What are your thoughts on the state of music today, especially this thing we call Southern Rock?
I’ve always maintained an open mind to any and all music that has something to offer. It is remarkable how down through the ages, how music’s creative forces, and who is the new phenom of the day, styles and message, almost as if by magic, simply evolves and alters it’s path almost transparently. You find yourself at some crossroads several years and many new bands later wondering, just how did we get to this point? It amazingly slips by doesn’t it? Wish I could write a song or poem to capture it. I am perplexed at some of the simple and angry culture that is depicted in some of the new bands today. Now there are a few that are really good at it. Hip Hop, and the anti-social venom that’s everywhere doesn’t make me think about having a good time doing much of anything. I don’t want to come off sounding ignorant, but there are no doubt some new artists that do say it in a good and inspiring way. Funny that I never considered myself a ‘southern rocker type’, but I am very honored to have been right in the middle of one of the most renowned and legendary bands of our time. And had the privilege of being a part of a nearly impossible resurrection of sorts to come out of a terrible tragedy, and one that clearly stood on its own merit, and on its own very big stage.

Care to share your feelings on the state of the nation, the world and the new President?
Where to begin. I’ll try and keep it simple, like me. It is definitely a much different and disconcerting world today. It seems like the culture, and the well being of oneself and overall security of our country is at a tedious threshold, and slipping away. I am a registered voter, and with all of the unbelievable irresponsibility being shed on all of us, I desperately hope that our new leaders can right this crippled ship. It is astounding the blatant differences that the parties have with each other, and within their own parties. It is sickening to see the total collapse of integrity and honor of those who are put in office to serve the people who put them there. Whatever happened to ‘Of the people and By the people’. So much betrayal and greed. I hope we can get the right stuff back.

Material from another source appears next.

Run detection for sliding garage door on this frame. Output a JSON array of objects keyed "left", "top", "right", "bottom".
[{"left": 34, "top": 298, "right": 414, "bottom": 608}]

Tell us a little about your family, and what you do when not sitting behind the drum kit?
I have a great family. I have two grown adult children, or can I say people? I’m also raising a little boy who snuck up on us 11 years ago. He is a great kid. He’s taking piano also. My oldest is our daughter who has two children, and she’s beautiful. My grown son is a monster drummer, and good all around musician. He has three children. Yikes! A grandpa times five! My wife and I will be married forty years this April. How did she do it? We love the outdoors, lots of boating and going to the beach. The house that I grew up in is still in the family, so its nice to have that place to light. I still go camping whenever I get the opportunity. I’ve got a couple of river front hideaways that I love. They are beautiful, on the mighty St. Johns. Oh yeah, lots of homework - again.

Who was the greatest drummer that ever lived?

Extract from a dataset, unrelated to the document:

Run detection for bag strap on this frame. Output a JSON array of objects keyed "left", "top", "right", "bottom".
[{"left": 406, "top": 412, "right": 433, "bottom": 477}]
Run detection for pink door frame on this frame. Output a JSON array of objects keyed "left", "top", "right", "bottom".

Now you know that’s one impossible spot to be put in. I’d have to say Mitch Mitchell, Ringo of course, and those early big band drummers that just kicked the band along. Huge energy that stuff. Talk about the wall of sound. I’d have to say I have always keyed in on any track that overall just cooks along. It’s hard to name a favorite, there’s just too many. Oh yeah, Stevie Wonder is one of the great groove drummers of all time, really.

Any words of wisdom for aspiring musicians out there?
Keep your nose clean. Have fun and don’t fall into the traps that are laid for you, which are many. Be considerate of your band mates, and have fun. It can be a great ride, even with all of the disappointments.